明明怵着孤行少的剑,人都往后退了一步,可又觉得有失大老爷的威风,于是壮着胆子挪回到原处,只是腰身尽量在往后仰,仿佛只要稍微离乘皇远一点,自己都安全一点:“哪里来的小子,也敢在本老爷面前大言不惭。”
欧阳忍不住发笑:“他是来投案的。”
哪里见过举着开封的剑还一脸来者不善的投案人,大老爷两股一战,猛地钻到师爷背后,自以为将自己藏得天衣无缝,实则大半个滚圆的躯体都暴露在外面。
“来人,来人,抓凶手……”大老爷凄声叫道,仿佛已经被一剑架到了脖子上,有感马上就要一命呜呼似的。
“呵呵,”欧阳笑着戳了戳孤行少拿剑的手,不过瘾似的又戳上他的脸,“大公子,你太凶神恶煞了,当心将人吓尿。

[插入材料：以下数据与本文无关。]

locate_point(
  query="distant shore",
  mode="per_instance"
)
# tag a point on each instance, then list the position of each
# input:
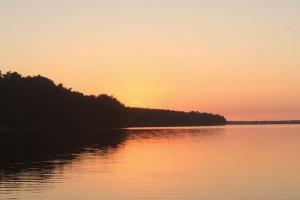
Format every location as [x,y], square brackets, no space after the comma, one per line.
[263,122]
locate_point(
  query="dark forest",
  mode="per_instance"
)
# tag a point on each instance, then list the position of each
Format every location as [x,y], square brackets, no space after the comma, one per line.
[36,101]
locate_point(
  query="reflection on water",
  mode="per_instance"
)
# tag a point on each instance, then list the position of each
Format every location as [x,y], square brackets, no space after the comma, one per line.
[213,163]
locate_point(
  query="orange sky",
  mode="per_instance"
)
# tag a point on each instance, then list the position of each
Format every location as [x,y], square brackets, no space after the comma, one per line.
[237,58]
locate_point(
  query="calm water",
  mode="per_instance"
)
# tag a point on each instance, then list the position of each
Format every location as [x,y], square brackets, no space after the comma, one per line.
[215,163]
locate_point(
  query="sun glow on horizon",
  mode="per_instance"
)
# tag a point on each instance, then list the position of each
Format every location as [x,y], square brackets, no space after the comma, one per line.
[237,58]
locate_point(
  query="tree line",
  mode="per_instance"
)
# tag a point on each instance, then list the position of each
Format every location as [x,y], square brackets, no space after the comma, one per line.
[36,101]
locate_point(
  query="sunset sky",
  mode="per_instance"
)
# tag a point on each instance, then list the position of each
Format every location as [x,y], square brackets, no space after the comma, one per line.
[239,58]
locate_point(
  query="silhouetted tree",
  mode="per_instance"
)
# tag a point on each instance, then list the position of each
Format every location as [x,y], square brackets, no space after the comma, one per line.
[36,101]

”
“粗俗,”孤行少睨了欧阳一眼,对她那句“吓尿”很是不苟同,“你不是说本座是王府公子不能被人说闲话,那你还上赶着替本座投案?”
“呃,”欧阳一愣,方才很是看不惯那狗头老爷欺软怕硬的样子,一时没忍住想吓他一吓,“我忘了。”
孤行少失笑,无奈道:“还好本座也不是很在意这些虚名。”不然得被你气死。
欧阳嘿嘿傻笑,不敢接话。
孤行少回头剑指师爷:“你过来。”
师爷也是两股战战,却比大老爷要稳得住些,好歹还敢往前走两步:“大,大侠……”
“笔拿上,本座念,你写。”孤行少道。
师爷不敢怠慢,翻出笔来在舌尖上蘸了蘸,展开小薄子垫在手心里:“您,您请……”
“兹有悬铃镇富户钱氏……”
“大,大侠,这格式……”师爷对上孤行少不大耐烦的眼神,自觉得开始埋头听写,可是他想说,这格式怎么看起来像是告示,大侠是不是弄错了?
在这种名不见经传的小地方,师爷写得最多也就是请呈,年尾的时候替大老爷向头上几位大大老爷拍点马屁。托大老爷的洪福,平日里从来也没有写过什么告示,那是他们这小县城,还没资格往外贴告示呢。
师爷惊恐地发现,明明是认罪书的内容却越写越像告示,是以写得很是忐忑。
“落款:步六孤行少。”孤行少道道。
猛然听到这名字,师爷吓得生生握断了手里的豪笔:“大大大,大侠,你说是谁?”
孤行少蹙眉:“没听见?”
然后亲自接过状纸,咬破指尖,大大方方画押认罪,磊落地仿佛上面的罪状不是他的一般。
“你还真画押啊?”欧阳抢过状纸。
“不碍事,”孤行少道,将状纸还给师爷,“原样呈报给你们领主就好。”
师爷赶紧捡起飘然落地的状纸,手抖的筛糠似捧着孤行少的字,吓得两眼一翻,当场晕了过去。
孤行少牵起欧阳,大摇大摆地从钱府偏门离开了。
两人离开后,才有衙差探头探脑溜进来,自然又是免不了被骂得狗血淋头。
衙差舔着脸道:“大人,非是我们不进来,用箭的特使大人走之前可说了,是平南王府的公子干的这事儿,要我们别瞎参和,小的们这才躲在一边……”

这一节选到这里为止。